Scale Data for Machine Learning

Scaling (inputs and outputs) can improve the training process for machine learning. Certain types of classifiers do not improve with data scaling. These include Decision Trees, RandomForest, and XGBoost. Most other types of classifiers are very sensitive to scaling. The example at the end of this page shows the negative impact of unscaled data for a Neural Network Classifier. The data is scaled before training and unscaled to evaluate the performance after prediction.

A common scaling technique is to divide by the standard deviation and shift the mean to 0. Another common scaling approach is to adjust all of the data to a range of 0 to 1 or -1 to 1. Each data column is scaled individually.

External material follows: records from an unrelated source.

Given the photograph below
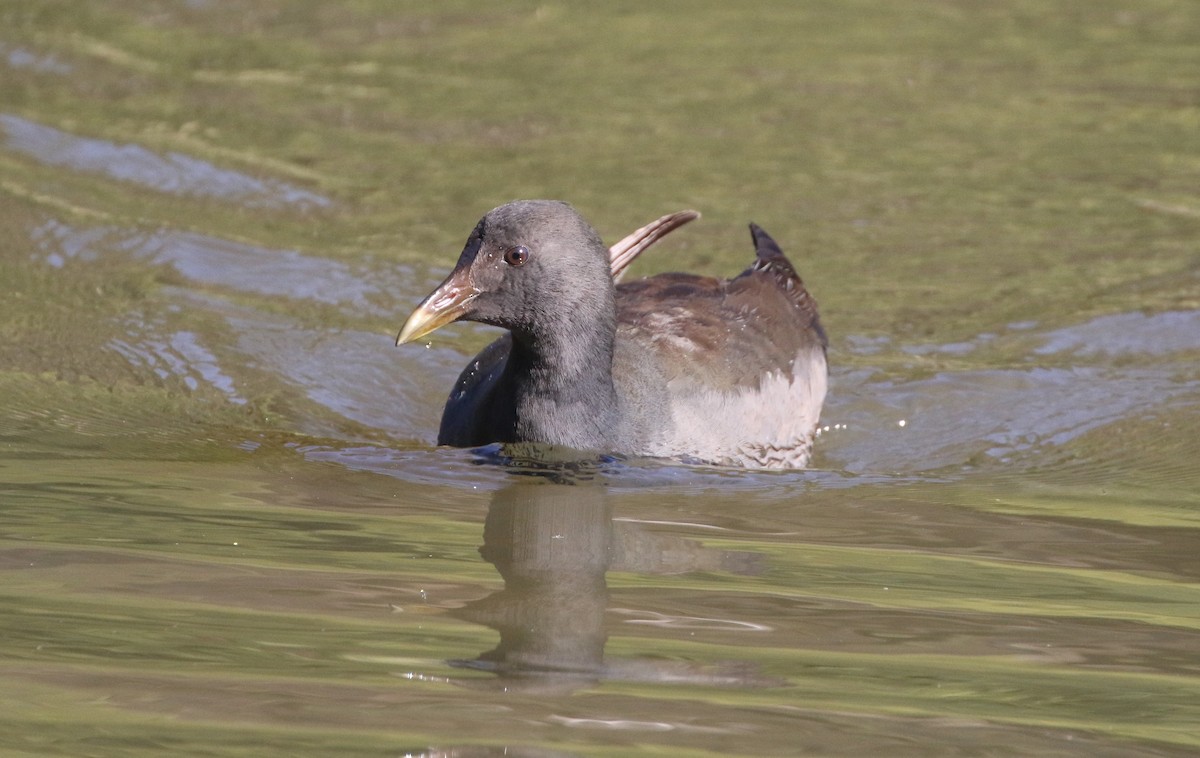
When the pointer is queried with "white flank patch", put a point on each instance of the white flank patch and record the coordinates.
(774, 423)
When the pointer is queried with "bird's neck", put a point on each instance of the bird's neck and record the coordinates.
(564, 389)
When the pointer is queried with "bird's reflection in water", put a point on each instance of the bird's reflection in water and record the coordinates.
(551, 535)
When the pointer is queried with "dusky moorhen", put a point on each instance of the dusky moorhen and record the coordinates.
(727, 372)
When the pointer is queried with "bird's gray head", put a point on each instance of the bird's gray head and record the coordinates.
(532, 266)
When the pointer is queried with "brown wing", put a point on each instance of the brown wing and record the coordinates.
(725, 334)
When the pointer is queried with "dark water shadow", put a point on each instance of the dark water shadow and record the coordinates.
(551, 535)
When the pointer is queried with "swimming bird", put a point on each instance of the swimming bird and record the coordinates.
(725, 372)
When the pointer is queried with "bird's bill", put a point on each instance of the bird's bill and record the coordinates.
(448, 304)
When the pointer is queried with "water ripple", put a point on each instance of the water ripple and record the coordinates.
(174, 173)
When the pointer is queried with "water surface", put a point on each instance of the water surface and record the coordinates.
(226, 528)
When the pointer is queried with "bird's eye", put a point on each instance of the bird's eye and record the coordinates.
(516, 256)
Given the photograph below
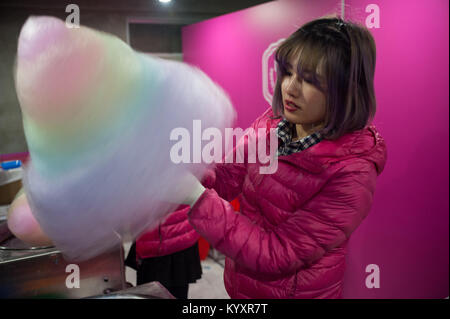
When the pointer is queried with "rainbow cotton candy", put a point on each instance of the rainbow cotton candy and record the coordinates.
(97, 118)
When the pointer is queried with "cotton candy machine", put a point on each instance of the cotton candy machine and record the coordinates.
(42, 272)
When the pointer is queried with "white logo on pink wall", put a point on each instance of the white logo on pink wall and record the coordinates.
(269, 73)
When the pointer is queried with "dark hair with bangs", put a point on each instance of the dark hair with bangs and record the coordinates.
(340, 57)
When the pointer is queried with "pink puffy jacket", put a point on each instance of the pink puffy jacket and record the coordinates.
(173, 235)
(289, 238)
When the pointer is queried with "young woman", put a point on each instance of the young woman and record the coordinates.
(289, 238)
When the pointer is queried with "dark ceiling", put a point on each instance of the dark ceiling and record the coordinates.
(184, 8)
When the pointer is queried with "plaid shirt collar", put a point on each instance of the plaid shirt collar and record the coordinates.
(286, 146)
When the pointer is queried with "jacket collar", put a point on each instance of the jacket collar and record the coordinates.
(366, 143)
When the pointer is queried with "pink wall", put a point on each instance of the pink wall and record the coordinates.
(407, 231)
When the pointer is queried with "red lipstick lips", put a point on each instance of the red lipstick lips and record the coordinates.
(290, 106)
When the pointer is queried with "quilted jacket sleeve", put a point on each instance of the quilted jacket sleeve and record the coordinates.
(227, 178)
(325, 222)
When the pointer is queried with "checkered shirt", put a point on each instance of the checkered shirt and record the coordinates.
(286, 146)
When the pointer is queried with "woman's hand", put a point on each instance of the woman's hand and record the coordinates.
(22, 223)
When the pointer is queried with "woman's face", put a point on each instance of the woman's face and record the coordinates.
(303, 103)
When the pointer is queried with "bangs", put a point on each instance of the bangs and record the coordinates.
(309, 56)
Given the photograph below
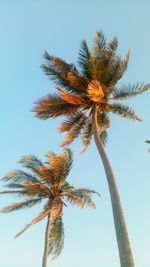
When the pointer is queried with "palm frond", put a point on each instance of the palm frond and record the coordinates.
(83, 59)
(86, 135)
(127, 91)
(74, 132)
(42, 215)
(67, 161)
(56, 237)
(64, 74)
(103, 120)
(21, 205)
(72, 120)
(81, 197)
(99, 44)
(53, 106)
(31, 162)
(124, 111)
(19, 176)
(103, 136)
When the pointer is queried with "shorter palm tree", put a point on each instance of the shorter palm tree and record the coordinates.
(47, 181)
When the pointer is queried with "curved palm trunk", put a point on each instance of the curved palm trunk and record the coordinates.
(125, 253)
(45, 255)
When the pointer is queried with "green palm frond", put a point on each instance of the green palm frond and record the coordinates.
(124, 111)
(104, 137)
(42, 215)
(56, 237)
(81, 197)
(71, 121)
(63, 74)
(86, 135)
(103, 120)
(127, 91)
(31, 162)
(21, 205)
(19, 176)
(74, 132)
(53, 106)
(67, 161)
(83, 59)
(99, 44)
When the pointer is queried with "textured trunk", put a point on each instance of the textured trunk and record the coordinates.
(125, 253)
(45, 255)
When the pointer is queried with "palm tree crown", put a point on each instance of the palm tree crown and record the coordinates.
(47, 181)
(95, 83)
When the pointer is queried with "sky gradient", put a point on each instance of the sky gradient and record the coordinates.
(28, 28)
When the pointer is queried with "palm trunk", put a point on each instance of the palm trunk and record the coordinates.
(45, 255)
(125, 253)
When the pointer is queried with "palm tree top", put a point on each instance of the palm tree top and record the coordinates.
(46, 181)
(95, 83)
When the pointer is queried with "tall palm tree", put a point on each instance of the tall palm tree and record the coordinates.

There are different methods for scaling that are important based on the presence of outliers or statistical properties of the data. Two primary methods for scaling are a standard scaler (scale by the standard deviation) and a min-max (e.g. 0-1) scaler. For classifiers and regressor such as neural networks, most of the data should be between 0 and 1 or -1 and 1.

import numpy as np
import matplotlib.pyplot as plt

# Generate a distribution
x = 0.5*np.random.randn(1000)+4

# Standard (mean=0, stdev=1) Scaler
y = (x-np.mean(x))/np.std(x)

# Min-Max (0-1) Scaler
z = (x-np.min(x))/(np.max(x)-np.min(x))

# Plot distributions
plt.figure(figsize=(8,4))
plt.hist(x, bins=30, label='original')
plt.hist(y, alpha=0.7, bins=30, label='standard scaler')
plt.hist(z, alpha=0.7, bins=30, label='minmax scaler')
plt.legend()
plt.show()

The scaled output is y and the unscaled input is x.

$$y = a \left(x-b\right)$$

The a and b adjust the original data to a transformed state.

Sample Data

Import sample data and split into training (80%) and testing (20%) sets. More information on Splitting Data is available in another module.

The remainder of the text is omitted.